Let me dwell a bit longer on the implications of this observation. When we use the terms end and ending in connection with psychotherapy, we may not be aware that we are committing ourselves to a particular model of human interaction, one that for convenience we might call the treatment model. The model is of an instrumental relationship into which each party enters to accomplish a purpose external to the relationship. When that purpose is accomplished, or when it becomes clear to one or the other that it is not likely to be accomplished, we expect them to end their meetings. Some human activities do not conform to that model, for example, marriages, parenthood, and friendships. Ideally, at least, these are relationships that should last “until death do us part.” Education follows its own model. Its goals may be either external to the process or internal, and ideally they may be lifelong in duration. Although formal education is parsed by such rites of passage as graduation, it has no natural ending point. We may speak of a person as having been educated, but without any implication that he has reached the end of what he might learn.
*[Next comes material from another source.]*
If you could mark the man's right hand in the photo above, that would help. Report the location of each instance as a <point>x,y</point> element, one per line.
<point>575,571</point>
In contrast, we tend to speak of persons who have undergone some psychoanalysis as “having been analyzed.” Although Freud (1937a) recommended that analysts undergo reanalysis themselves periodically, the expression “he was analyzed” suggests that having been with an analyst for a sufficient duration should do for all time. Some authorities agree with Freud when he referred to psychoanalysis as “after-education.” They hold that analysis does not conform to the treatment model, as it is not so much a treatment as a form of education.
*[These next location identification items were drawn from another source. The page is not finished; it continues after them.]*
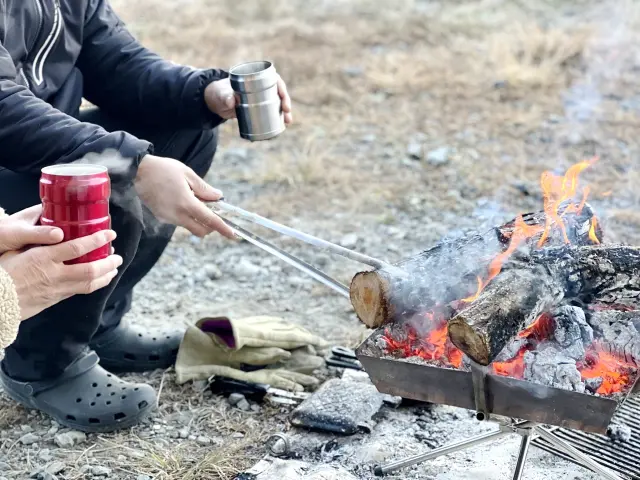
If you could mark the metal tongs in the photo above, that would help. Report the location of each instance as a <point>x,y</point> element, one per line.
<point>225,209</point>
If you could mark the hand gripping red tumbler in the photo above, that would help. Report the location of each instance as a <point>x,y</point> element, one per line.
<point>75,198</point>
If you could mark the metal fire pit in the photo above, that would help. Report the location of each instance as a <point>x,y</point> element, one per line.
<point>517,406</point>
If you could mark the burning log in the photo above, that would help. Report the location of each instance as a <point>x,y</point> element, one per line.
<point>525,290</point>
<point>619,333</point>
<point>449,270</point>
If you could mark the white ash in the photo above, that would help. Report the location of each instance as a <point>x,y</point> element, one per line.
<point>619,433</point>
<point>551,367</point>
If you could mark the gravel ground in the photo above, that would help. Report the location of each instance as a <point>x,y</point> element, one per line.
<point>413,123</point>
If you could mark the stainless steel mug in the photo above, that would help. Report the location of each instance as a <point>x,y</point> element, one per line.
<point>258,110</point>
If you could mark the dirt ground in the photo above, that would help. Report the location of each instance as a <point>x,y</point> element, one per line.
<point>413,121</point>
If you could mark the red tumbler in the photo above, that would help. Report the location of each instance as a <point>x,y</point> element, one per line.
<point>75,198</point>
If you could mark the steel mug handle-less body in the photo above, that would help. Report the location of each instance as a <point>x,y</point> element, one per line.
<point>258,109</point>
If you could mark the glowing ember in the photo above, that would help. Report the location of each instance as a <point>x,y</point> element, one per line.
<point>592,231</point>
<point>615,373</point>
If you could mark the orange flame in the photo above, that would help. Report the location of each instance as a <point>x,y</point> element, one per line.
<point>592,231</point>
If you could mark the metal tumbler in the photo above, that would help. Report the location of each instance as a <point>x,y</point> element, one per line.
<point>258,109</point>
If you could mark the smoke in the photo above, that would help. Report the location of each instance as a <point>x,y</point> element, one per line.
<point>123,195</point>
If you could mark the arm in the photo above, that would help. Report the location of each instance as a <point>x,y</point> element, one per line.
<point>9,307</point>
<point>123,77</point>
<point>33,134</point>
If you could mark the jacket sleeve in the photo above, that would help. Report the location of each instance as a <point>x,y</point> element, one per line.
<point>33,134</point>
<point>128,79</point>
<point>9,308</point>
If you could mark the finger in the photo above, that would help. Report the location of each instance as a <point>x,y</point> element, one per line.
<point>30,215</point>
<point>99,283</point>
<point>17,235</point>
<point>202,189</point>
<point>284,96</point>
<point>87,272</point>
<point>76,248</point>
<point>212,222</point>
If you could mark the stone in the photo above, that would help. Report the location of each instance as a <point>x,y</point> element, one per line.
<point>100,471</point>
<point>439,156</point>
<point>212,272</point>
<point>54,468</point>
<point>349,241</point>
<point>235,398</point>
<point>29,439</point>
<point>69,439</point>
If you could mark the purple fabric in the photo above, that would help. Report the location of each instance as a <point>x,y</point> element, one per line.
<point>222,328</point>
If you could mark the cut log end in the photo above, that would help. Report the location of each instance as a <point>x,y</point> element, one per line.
<point>466,339</point>
<point>368,294</point>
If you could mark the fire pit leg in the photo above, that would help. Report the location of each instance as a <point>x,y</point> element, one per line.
<point>381,470</point>
<point>576,454</point>
<point>522,456</point>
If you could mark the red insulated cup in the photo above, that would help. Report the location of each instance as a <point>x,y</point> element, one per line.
<point>75,198</point>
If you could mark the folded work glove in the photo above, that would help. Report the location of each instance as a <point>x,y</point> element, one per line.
<point>220,346</point>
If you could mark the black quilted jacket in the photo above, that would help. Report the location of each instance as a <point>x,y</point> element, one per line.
<point>53,53</point>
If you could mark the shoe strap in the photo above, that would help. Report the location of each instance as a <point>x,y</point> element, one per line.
<point>79,367</point>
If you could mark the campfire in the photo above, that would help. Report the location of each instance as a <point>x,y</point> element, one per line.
<point>541,299</point>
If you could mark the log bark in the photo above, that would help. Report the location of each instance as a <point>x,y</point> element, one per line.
<point>448,271</point>
<point>525,289</point>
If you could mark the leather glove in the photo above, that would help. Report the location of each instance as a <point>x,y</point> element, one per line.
<point>276,377</point>
<point>216,342</point>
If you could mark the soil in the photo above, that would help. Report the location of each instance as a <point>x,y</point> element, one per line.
<point>413,122</point>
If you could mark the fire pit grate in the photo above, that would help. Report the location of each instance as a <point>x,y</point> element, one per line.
<point>620,457</point>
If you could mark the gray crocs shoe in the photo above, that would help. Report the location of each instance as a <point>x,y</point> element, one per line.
<point>134,348</point>
<point>86,397</point>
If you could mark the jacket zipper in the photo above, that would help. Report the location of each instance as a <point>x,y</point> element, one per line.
<point>37,67</point>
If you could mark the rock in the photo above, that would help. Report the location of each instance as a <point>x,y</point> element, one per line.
<point>414,150</point>
<point>350,240</point>
<point>100,471</point>
<point>244,268</point>
<point>212,272</point>
<point>439,156</point>
<point>69,439</point>
<point>29,439</point>
<point>235,398</point>
<point>54,468</point>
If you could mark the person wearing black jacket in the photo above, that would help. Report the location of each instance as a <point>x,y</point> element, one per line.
<point>160,119</point>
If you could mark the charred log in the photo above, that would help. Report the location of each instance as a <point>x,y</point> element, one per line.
<point>449,270</point>
<point>618,333</point>
<point>524,290</point>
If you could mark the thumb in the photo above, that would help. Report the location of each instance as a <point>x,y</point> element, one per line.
<point>202,189</point>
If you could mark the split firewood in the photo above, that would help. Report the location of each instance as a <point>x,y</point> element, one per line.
<point>618,333</point>
<point>449,270</point>
<point>525,289</point>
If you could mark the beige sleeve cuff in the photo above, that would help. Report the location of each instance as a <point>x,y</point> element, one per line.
<point>9,310</point>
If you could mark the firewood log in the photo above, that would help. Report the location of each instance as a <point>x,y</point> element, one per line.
<point>525,289</point>
<point>448,271</point>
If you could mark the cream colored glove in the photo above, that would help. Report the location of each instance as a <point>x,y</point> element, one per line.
<point>261,341</point>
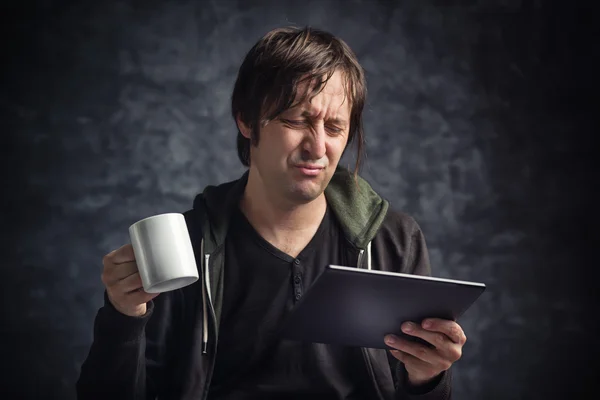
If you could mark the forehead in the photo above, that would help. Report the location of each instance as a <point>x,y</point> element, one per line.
<point>332,100</point>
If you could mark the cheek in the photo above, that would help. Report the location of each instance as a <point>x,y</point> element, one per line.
<point>336,148</point>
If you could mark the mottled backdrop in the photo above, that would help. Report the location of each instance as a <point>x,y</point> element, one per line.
<point>478,124</point>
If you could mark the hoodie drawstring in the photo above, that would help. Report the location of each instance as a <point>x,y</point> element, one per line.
<point>361,254</point>
<point>204,267</point>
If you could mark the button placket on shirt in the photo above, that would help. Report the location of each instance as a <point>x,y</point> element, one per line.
<point>297,279</point>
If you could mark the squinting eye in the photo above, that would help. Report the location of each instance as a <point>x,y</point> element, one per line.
<point>292,122</point>
<point>335,129</point>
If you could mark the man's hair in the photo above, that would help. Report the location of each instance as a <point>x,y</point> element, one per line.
<point>278,64</point>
My position is that psychoanalysis (and psychotherapy) may be viewed from the vantage point of either model, depending on our immediate purpose and provided that we do not place education as necessarily occurring in a school or analysis as occurring only on a couch. Autodidaction and self-analysis capture the idea that the essence of both education and psychoanalysis is that they are lifelong processes of growth and development that need not be directed or conducted by an authority.
As my present interest is in the technical aspects of ending and terminating psychoanalysis and psychotherapy, I remain mostly within the model of an instrumental relationship as a treatment that ought to end when its purpose has been achieved. However, within any particular psychoanalytic treatment the model of education will seem to fit better, and that awareness will add to the koan of thinking about how to end an activity that in practice seems to have no natural ending point.
When one enters analysis or psychotherapy, usually it is because one wants treatment, typically to obtain something that one feels is missing in one’s life or to get rid of some alien element, perhaps something that by courtesy might be called a “disease” or “disorder.” One’s initial expectation is that when one has achieved that purpose, treatment will stop. However, this simplistic formula takes no account of the common experience that psychoanalysis functions as a goal-finding procedure as much as a goal-reaching procedure. While a person may begin psychoanalysis with one wish, typically he finds that in the course of achieving it, much more has happened than he expected. He is no longer quite the same, in ways that may not be easy to define. At the very least, he is no longer satisfied simply to be free from whatever discomfort motivated him to enter treatment. His expectations have risen and his horizons have broadened, much as they do in the course of a good education.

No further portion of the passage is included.